Vegetarian Chestnut Sausages: serves 4
2 carrots, grated
1 courgette, grated
7 oz (200g) cooked, peeled and chopped chestnuts
3 oz (75g) fresh breadcrumbs
1 tsp mustard powder
handful chopped parsley
Mix everything together, roll into sausage shapes and chill in the fridge until firm, preferably overnight. To cook, dip in egg, roll in breadcrumbs and fry in shallow oil until golden.

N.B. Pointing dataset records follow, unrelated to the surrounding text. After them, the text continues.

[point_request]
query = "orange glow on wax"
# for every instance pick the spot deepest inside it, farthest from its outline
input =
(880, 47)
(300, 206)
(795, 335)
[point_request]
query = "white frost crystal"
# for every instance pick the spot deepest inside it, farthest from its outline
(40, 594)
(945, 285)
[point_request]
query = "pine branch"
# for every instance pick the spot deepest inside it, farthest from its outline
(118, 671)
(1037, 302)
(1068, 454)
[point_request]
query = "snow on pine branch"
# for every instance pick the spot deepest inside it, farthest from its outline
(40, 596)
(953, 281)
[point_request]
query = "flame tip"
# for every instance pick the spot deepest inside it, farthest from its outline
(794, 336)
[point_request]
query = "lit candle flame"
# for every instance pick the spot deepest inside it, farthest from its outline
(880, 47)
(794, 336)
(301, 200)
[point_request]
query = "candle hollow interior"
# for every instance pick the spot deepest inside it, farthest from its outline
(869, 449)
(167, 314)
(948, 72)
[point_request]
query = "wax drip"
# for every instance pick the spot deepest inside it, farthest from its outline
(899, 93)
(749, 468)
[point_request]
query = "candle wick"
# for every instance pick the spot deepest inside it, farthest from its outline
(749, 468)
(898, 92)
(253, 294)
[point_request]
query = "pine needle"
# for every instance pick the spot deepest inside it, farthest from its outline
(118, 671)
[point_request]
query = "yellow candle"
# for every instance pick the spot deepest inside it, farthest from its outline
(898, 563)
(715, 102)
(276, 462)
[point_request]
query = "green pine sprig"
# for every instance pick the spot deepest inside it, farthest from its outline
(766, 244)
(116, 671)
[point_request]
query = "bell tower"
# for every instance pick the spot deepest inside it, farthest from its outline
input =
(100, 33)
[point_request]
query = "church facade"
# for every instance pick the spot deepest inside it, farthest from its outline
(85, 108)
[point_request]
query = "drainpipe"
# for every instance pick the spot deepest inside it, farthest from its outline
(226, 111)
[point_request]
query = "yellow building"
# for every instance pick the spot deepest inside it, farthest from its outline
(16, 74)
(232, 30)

The 'I can't be bothered to bake' Cake: serves 8 (F)
3 x 9" sponge flans
4 egg yolks
3 oz (75g) caster sugar
1lb 2oz (500g) mascarpone cheese
1 tsp vanilla extract
1 x 284 carton double cream, whipped
4 - 6 tblsp coffee liqueur
3 fl.oz (75ml) strong black coffee
4 oz (100g) plain chocolate, grated
7 oz (200g) white chocolate curls
Whisk together the egg yolks and the sugar until very pale and fluffy. Stir in the masacarpone cheese, the vanilla, cream and half the liqueur. Add the rest of the liqueur to the coffee.
Place one sponge layer on a plate, drizzle over some of the coffee/liqueur, spread a third of the creamy mixture over the cake and sprinkle over half the plain chocolate. Put on the next cake layer and repeat, topping with the final cake. Spread the final third of the cream mixture over the top and sides of the cake and sprinkle over the white chocolate shreds. This can be made a day ahead of time and kept chilled in the fridge. Very similar to the Sicilian Cassata, posted up last year, which does freeze, this Tiramasu round version should surely freeze.
Tip: Instead of buying flan cases, cook up a batch of your own sponge bases and freeze them. If the frozen sponges are fairly deep, they can be easily be cut through to make two thinner layers. Alternatively, using a cling-film lined cake tin, assemble the above cake using split trifle sponges instead of bought flans. Having said all that, the cake could also be assembled (using the trifle sponges) in a lined loaf tin - this makes it easier to slice off what you need.